Tiba-tiba senyuman yang menghiasi bibirnya hilang sekejap dan wajahnya mendadak berubah kala memikirkan masa depannya bersama calon bayinya.
"Sekarang aku masih belum bisa menerima pria bajingan itu, walaupun dia sudah bertanggungjawab, rasa sakit di hatiku sama sekali belum sembuh" lirih Hani sambil menghembuskan nafasnya dengan kasar.
"Kamar ini sangat asing, ini pertama kalinya aku pisah rumah dengan bibi. Bagaimana ya nasib bibi jika aku terus tinggal di rumah mewah ini. Siapa yang akan menjaganya, mengurusnya? Bagaimana jika bibi sewaktu-waktu sakit" ucap Hani dengan mata berkaca-kaca dan malah memikirkan bibi nya di rumah.

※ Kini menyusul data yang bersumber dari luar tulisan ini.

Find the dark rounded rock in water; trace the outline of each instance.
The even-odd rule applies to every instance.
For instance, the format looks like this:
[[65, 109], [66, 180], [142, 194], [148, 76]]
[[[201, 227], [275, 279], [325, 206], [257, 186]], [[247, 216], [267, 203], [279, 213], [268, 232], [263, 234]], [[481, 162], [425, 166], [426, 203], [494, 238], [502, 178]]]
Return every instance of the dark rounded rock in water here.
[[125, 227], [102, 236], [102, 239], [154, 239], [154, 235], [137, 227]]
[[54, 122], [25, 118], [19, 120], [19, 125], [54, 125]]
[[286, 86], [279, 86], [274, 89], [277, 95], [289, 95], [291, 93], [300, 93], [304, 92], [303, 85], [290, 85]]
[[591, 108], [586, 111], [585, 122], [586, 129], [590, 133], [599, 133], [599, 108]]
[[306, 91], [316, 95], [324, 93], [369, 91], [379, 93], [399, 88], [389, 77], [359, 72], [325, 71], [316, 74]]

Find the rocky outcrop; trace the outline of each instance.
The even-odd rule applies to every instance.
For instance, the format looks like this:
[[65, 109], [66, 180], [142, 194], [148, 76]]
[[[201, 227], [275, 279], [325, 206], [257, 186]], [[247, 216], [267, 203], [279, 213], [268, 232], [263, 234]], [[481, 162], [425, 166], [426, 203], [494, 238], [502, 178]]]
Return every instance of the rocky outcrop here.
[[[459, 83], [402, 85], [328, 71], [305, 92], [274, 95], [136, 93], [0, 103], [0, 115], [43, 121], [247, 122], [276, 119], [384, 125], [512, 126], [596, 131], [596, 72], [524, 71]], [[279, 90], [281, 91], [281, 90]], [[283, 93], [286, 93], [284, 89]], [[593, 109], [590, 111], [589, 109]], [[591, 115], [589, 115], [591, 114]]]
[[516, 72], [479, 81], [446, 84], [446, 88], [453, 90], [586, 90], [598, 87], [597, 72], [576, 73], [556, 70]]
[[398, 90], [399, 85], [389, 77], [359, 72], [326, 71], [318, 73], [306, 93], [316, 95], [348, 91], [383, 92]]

"Aku harus membicarakan hal ini kepada pria bajingan itu. Dalam seminggu aku mau menginap di rumah bibi, kira-kira tiga sampai empat hari, tidak-tidak pokoknya jika aku menginap disini tiga malam, maka di rumah bibi juga begitu" ucap Hani dengan idenya. Walaupun sudah menikah, dia masih ingin terus pulang ke rumah berkumpul bersama bibi nya.
"Karena aku sudah mendapatkan jalan keluarnya, sekarang waktunya untuk tidur" gumam Hani tersenyum tipis lalu memejamkan matanya. Tak berselang lama kemudian, dia pun mulai terbawa mimpi.
Sementara Hans tidak bisa tidur, bayangan tubuh seksi Hani masih terngiang-ngiang di pikirannya. Setiap kali memejamkan matanya, wajah Hani yang menggoda dengan dada padatnya terus memenuhi pikirannya layaknya sebuah rekaman video.
"Argghh, sial!. Haruskah aku memperkosanya lagi. Tidak masalah kan jika aku memperkosa istriku sendiri, tak ada undang-undang yang mengaturnya" ucap Hans frustasi sambil menjambak rambutnya.
"Tapi, jika aku melakukannya, sampai mati pun Hani tidak akan pernah memaafkan ku. Karena aku orang yang sangat brengsek" Hans mengusap wajahnya dengan kasar, dia bangkit dari duduknya lalu membuka laci meja kerjanya.
Hans mengambil sebungkus rokok yang belum pernah tersentuh olehnya di dalam laci mejanya. Dengan perasaan bimbang Hans kembali menyimpan rokok tersebut, dia tidak biasa merokok seperti sahabatnya.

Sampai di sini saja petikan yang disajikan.